Good Morning Gentle Readers,
Yesterday dawned chilly and dank. There were leftover rain spatters and a glacial wall of fog across the valley. Beans chased his ball relentlessly, Blackie snuffed aimlessly, and I snagged a few softball-size Navel oranges for later.
The oranges sitting on the straw bale got me to thinking about my mother and being a kid on Christmas morning. Unlike Christmas stockings here at the Casa, which are an event, it seemed like Christmas stockings at our house growing up were almost an afterthought. There were generally a few pieces of hard candy, some foil-wrapped chocolates, a handful of unshelled walnuts and filberts, the occasional apple, and, way down deep in the bottom of the toe of the stocking would be an orange. Always an orange. We knew it would be there.
TWC grew up in Orange County. We ate hundreds of oranges every year. Oranges were a staple in my brown bag lunch. The predictable orange, deep down in the bottom of the stocking made no sense to me at all.
Ma never said so until decades later. And then only because I asked her. The oranges were a symbol and a memory of her own childhood, growing up poor in the harsh winters of St Paul. There's a lot of modern day rah-rah about eating local, but what eating local really means is that in cold country there isn't any fresh fruit or vegetables for close to half the year.
Navel oranges, which ripen in early December, were shipped from Riverside California by the trainload to frigid climes like St Paul, arriving just in time for Christmas.

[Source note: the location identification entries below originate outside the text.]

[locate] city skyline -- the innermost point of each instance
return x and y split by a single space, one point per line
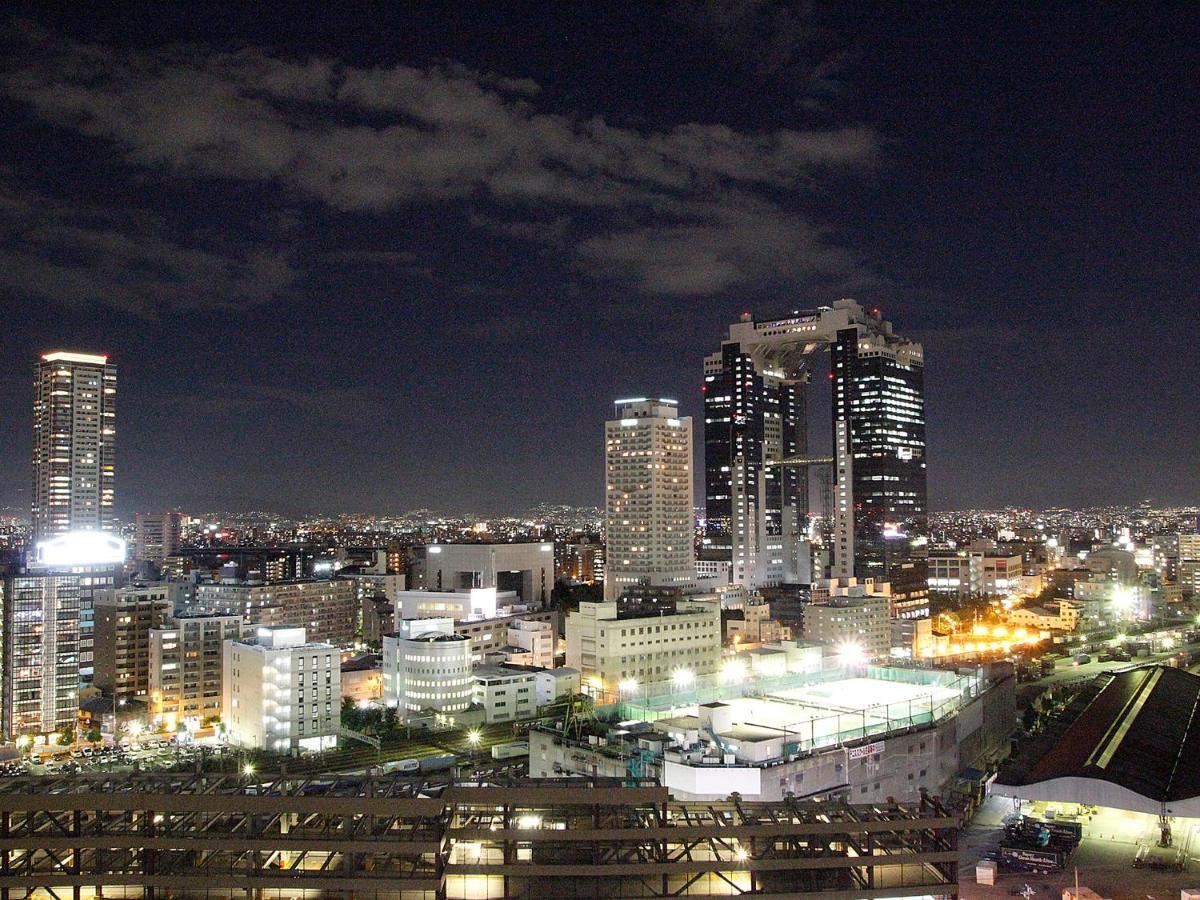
449 337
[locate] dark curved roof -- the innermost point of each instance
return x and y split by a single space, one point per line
1141 731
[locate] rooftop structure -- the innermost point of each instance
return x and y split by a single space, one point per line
379 838
1131 742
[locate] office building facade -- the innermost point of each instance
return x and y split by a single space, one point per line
157 535
426 669
756 449
327 609
281 693
648 496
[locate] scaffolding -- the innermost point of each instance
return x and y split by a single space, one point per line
414 839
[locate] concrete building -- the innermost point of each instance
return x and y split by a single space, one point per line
40 653
556 684
363 679
841 621
281 693
507 694
459 605
426 669
527 569
609 649
186 669
325 609
124 619
756 448
75 438
750 623
157 535
378 618
1054 616
532 642
648 493
973 573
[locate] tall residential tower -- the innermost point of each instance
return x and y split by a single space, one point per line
651 525
756 448
75 431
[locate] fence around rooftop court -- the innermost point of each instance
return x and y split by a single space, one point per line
845 724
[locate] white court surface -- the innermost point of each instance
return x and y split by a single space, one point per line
820 714
861 694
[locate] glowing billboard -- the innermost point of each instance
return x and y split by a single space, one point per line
81 549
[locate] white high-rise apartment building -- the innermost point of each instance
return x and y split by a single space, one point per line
648 484
281 693
39 653
75 432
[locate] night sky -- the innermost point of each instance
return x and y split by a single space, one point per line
381 259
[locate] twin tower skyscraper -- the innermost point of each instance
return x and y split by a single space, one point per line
757 459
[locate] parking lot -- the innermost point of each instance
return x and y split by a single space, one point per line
151 754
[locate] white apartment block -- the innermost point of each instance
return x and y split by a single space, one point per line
556 684
426 669
505 693
648 497
186 669
532 643
281 693
607 649
973 573
39 654
124 618
75 435
325 609
527 569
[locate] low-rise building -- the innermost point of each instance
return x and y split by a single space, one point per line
505 693
841 621
426 669
532 642
281 693
555 685
609 648
325 609
363 679
124 619
186 669
1054 616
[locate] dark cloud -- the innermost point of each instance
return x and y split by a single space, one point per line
690 210
124 259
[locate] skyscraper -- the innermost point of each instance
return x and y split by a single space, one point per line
648 487
40 649
75 432
756 448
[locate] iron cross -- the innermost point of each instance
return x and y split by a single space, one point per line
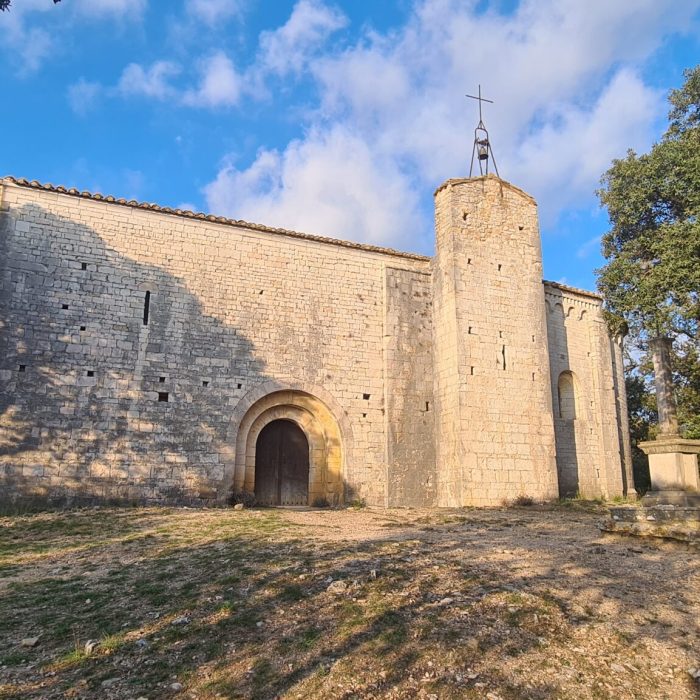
480 99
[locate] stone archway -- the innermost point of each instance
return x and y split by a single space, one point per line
282 465
322 433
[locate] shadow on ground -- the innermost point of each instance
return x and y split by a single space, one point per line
516 603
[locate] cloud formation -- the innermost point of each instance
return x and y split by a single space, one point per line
220 84
28 30
153 82
213 12
288 49
393 105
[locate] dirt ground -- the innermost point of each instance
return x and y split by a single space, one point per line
530 602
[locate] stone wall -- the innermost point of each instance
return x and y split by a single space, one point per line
590 451
143 350
99 401
409 388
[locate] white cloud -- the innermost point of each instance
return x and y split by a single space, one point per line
220 84
83 95
288 49
568 98
126 9
213 12
329 184
28 29
151 82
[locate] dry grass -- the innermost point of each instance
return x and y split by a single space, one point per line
502 603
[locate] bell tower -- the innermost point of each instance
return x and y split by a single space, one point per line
494 424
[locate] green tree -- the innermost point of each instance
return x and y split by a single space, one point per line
651 280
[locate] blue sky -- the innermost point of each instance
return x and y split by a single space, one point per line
341 118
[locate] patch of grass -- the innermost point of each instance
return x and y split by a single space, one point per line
292 592
14 658
308 637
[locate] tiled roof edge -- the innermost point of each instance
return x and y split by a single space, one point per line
48 187
574 290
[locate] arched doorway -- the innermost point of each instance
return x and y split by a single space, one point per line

The bright, cheery, delectably sweet fruit was a rare and treasured delicacy, and Santa made sure there was one in mom's stocking on Christmas morning.
It wouldn't have mattered if Ma had explained all that to us, we kids could not have appreciated it. Not even in the abstract. After all, the promised land of post war Southern California was a galaxy apart from depression-era St Paul.
It's funny (odd, not ha-ha) how we take certain things from our experiences and leave others behind to create new traditions. My mother's tradition was the Christmas orange, which she brought to California with her.